Authentication Middleware
Protect routes by verifying the access token on every request:
import { Request, Response, NextFunction } from 'express';
export function authenticate(req: Request, res: Response, next: NextFunction) {
const authHeader = req.headers.authorization;
if (!authHeader?.startsWith('Bearer ')) {
return res.status(401).json({ error: 'Access token required' });
}
const token = authHeader.split(' ')[1];
try {
const payload = jwt.verify(token, ACCESS_TOKEN_SECRET) as jwt.JwtPayload;
req.user = { id: payload.sub!, email: payload.email, role: payload.role };
next();
} catch (err) {
return res.status(401).json({ error: 'Invalid or expired token' });
}
}Login Endpoint
Bringing it all together:
router.post('/auth/login', async (req, res) => {
const { email, password } = req.body;
const user = await User.findOne({ email });
if (!user || !(await verifyPassword(password, user.passwordHash))) {
return res.status(401).json({ error: 'Invalid email or password' });
}
const accessToken = generateAccessToken({
id: user._id.toString(),
email: user.email,
role: user.role,
});
const refreshToken = await generateRefreshToken(user._id.toString());
res.cookie('refreshToken', refreshToken, {
httpOnly: true,
secure: true,
sameSite: 'strict',
maxAge: 7 * 24 * 60 * 60 * 1000,
});
res.json({ accessToken });
});Token Blacklisting for Logout
When a user logs out, invalidate their refresh token and blacklist the access token until it expires:
router.post('/auth/logout', authenticate, async (req, res) => {
const refreshToken = req.cookies.refreshToken;
if (refreshToken) await RefreshToken.deleteOne({ token: refreshToken });
// Blacklist the access token in Redis until its expiry
const token = req.headers.authorization!.split(' ')[1];
const payload = jwt.decode(token) as jwt.JwtPayload;
const ttl = payload.exp! - Math.floor(Date.now() / 1000);
if (ttl > 0) await redis.set(`blacklist:${token}`, '1', 'EX', ttl);
res.clearCookie('refreshToken');
res.json({ message: 'Logged out successfully' });
});Security Checklist
- Hash passwords with bcrypt (12+ salt rounds).

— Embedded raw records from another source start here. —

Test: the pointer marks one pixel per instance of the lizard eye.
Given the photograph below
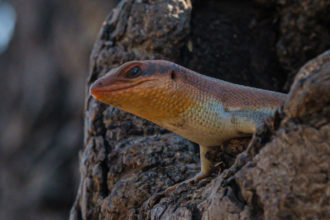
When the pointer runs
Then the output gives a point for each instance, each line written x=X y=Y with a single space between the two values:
x=134 y=72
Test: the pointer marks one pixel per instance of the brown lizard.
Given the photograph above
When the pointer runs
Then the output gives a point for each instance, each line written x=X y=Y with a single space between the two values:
x=202 y=109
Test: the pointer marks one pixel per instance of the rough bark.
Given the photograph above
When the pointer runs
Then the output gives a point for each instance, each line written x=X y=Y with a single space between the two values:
x=283 y=172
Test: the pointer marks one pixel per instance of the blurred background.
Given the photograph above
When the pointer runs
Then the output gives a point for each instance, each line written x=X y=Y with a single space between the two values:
x=44 y=56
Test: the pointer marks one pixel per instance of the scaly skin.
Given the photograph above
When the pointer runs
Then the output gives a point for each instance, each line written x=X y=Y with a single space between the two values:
x=202 y=109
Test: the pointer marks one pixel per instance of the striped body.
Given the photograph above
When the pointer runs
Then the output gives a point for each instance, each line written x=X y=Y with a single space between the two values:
x=202 y=109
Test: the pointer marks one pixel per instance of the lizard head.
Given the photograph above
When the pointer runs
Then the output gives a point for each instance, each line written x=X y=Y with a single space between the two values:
x=150 y=89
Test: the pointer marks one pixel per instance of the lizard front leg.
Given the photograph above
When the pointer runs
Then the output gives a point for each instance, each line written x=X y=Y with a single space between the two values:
x=206 y=169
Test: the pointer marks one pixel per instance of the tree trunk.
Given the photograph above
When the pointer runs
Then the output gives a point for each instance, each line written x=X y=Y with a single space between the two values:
x=283 y=173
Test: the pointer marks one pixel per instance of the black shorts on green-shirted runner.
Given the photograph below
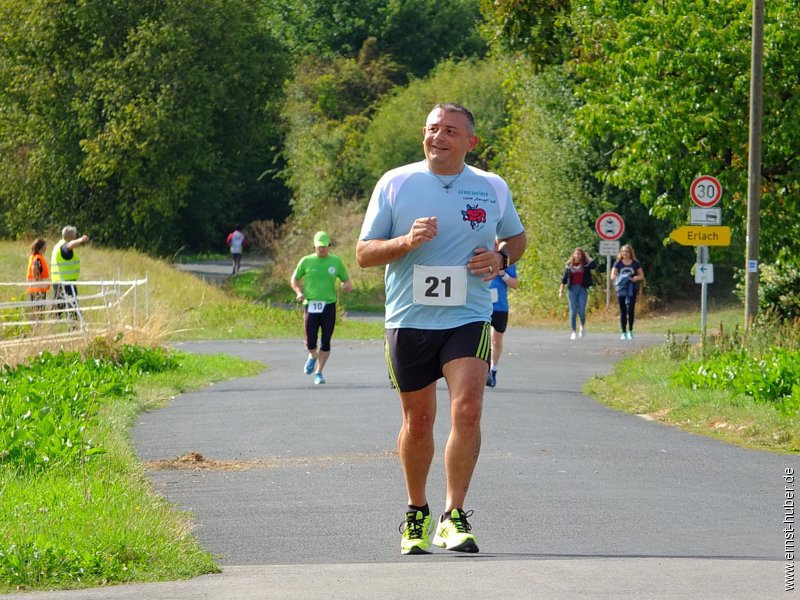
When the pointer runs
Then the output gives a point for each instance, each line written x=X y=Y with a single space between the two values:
x=416 y=533
x=453 y=532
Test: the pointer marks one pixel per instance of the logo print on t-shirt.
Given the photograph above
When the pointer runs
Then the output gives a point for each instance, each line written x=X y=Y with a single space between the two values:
x=474 y=215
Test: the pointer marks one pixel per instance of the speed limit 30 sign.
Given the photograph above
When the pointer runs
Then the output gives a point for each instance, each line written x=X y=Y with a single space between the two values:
x=706 y=191
x=609 y=226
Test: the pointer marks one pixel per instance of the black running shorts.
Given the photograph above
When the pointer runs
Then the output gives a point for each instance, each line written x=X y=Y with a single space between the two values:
x=499 y=321
x=415 y=356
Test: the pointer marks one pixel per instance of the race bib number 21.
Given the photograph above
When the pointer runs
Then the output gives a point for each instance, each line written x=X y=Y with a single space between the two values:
x=440 y=286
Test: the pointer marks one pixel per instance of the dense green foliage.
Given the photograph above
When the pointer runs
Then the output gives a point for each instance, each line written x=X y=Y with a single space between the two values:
x=81 y=519
x=367 y=131
x=779 y=290
x=49 y=407
x=145 y=123
x=415 y=34
x=770 y=378
x=665 y=89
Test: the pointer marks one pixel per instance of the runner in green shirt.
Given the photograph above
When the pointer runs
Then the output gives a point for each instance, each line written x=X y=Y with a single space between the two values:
x=318 y=273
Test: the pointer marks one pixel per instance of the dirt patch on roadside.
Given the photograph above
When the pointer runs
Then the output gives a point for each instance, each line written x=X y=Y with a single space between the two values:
x=196 y=461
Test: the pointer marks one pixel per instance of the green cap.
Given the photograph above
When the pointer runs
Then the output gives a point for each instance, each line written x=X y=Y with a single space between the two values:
x=321 y=239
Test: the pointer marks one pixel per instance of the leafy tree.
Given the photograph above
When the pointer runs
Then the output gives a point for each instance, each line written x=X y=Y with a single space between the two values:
x=394 y=136
x=539 y=30
x=327 y=110
x=416 y=34
x=666 y=90
x=146 y=123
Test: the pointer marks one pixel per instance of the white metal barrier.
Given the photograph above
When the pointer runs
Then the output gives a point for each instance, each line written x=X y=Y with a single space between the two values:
x=100 y=306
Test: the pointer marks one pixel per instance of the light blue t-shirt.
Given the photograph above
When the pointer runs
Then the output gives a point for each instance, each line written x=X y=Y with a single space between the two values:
x=475 y=211
x=501 y=305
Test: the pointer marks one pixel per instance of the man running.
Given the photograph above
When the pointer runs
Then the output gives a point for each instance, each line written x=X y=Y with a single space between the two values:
x=434 y=224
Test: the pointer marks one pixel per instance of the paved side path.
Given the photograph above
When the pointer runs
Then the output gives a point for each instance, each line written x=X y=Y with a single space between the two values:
x=571 y=499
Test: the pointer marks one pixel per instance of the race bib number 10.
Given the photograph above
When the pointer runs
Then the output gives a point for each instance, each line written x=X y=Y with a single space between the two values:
x=316 y=306
x=440 y=286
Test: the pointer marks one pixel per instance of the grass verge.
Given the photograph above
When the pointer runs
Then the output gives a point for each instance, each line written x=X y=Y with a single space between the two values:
x=99 y=521
x=641 y=385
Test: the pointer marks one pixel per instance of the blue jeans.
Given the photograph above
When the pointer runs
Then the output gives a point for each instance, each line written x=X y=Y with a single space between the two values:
x=577 y=297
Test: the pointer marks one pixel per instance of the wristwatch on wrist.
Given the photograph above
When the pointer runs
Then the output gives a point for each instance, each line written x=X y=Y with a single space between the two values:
x=505 y=258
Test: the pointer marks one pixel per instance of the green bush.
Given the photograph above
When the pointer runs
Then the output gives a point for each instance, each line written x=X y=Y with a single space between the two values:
x=779 y=290
x=49 y=406
x=771 y=378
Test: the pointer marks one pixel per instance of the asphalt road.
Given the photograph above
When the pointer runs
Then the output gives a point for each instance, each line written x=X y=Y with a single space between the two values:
x=571 y=499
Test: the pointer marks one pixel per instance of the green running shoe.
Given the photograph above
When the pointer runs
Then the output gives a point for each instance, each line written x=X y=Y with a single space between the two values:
x=416 y=531
x=453 y=532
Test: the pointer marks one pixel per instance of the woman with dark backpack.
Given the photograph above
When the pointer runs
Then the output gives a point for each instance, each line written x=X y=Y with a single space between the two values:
x=627 y=276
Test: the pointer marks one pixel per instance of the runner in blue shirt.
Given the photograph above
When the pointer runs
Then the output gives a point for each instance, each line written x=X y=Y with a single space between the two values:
x=433 y=224
x=499 y=289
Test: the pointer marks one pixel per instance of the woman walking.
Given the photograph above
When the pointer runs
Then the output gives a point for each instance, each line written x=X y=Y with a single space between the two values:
x=627 y=276
x=577 y=279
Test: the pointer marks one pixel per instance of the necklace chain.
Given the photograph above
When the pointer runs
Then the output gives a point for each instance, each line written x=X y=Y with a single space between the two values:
x=448 y=184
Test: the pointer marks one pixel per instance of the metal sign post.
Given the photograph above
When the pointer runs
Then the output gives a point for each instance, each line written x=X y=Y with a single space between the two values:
x=610 y=227
x=704 y=231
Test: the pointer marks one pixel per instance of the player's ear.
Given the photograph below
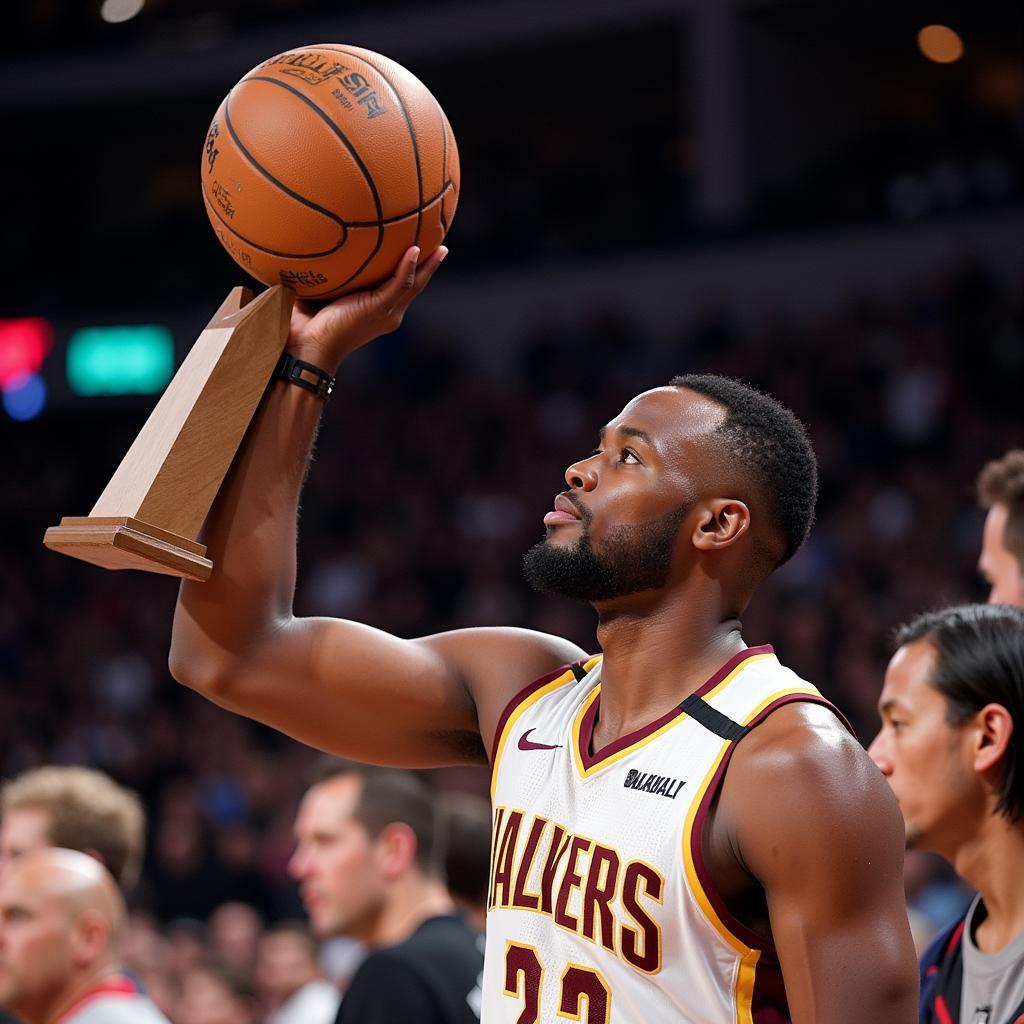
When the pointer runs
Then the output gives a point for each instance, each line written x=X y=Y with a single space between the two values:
x=993 y=727
x=721 y=521
x=395 y=848
x=90 y=936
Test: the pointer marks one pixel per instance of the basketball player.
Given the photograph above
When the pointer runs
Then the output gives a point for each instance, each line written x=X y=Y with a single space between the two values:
x=1000 y=489
x=60 y=921
x=952 y=709
x=683 y=830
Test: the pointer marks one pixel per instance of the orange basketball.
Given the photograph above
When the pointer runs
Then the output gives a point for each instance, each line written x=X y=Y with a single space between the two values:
x=324 y=164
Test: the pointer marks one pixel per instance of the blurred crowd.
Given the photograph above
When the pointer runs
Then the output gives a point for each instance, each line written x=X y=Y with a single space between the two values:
x=429 y=483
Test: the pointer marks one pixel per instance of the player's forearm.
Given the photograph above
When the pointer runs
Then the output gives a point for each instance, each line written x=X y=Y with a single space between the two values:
x=251 y=539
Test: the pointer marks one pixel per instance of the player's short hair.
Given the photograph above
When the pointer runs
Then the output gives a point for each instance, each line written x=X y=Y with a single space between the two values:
x=87 y=810
x=767 y=441
x=980 y=660
x=1001 y=482
x=466 y=820
x=389 y=796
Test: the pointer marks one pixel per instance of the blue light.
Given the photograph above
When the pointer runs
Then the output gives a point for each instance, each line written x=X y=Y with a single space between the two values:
x=25 y=397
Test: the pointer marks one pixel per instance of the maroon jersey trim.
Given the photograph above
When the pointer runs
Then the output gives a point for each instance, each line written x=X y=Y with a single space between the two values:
x=590 y=718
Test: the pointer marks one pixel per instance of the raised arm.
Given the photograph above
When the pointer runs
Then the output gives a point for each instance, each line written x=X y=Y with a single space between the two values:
x=815 y=823
x=338 y=685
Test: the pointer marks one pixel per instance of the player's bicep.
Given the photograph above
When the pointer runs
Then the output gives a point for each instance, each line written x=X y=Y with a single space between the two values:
x=827 y=848
x=356 y=691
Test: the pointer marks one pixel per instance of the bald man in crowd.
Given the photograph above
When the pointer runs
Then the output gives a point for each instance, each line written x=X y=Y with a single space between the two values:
x=60 y=921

- Short-lived access tokens (15 minutes max).
- Rotate refresh tokens on every use.
- Store refresh tokens in httpOnly, secure, sameSite cookies — never localStorage.
- Blacklist access tokens on logout using Redis.
- Use HTTPS everywhere — tokens in plaintext over HTTP are useless.
- Implement rate limiting on login endpoints to prevent brute-force attacks.
Key Takeaways
- Authentication is a layered system — password hashing, token generation, token verification, and token revocation all play a role.
- Refresh token rotation is the gold standard for detecting stolen credentials.
- Never store sensitive tokens in localStorage — use httpOnly cookies.
- Treat authentication as an evolving concern — revisit it quarterly.
Get authentication right, and you build trust with every user who logs in.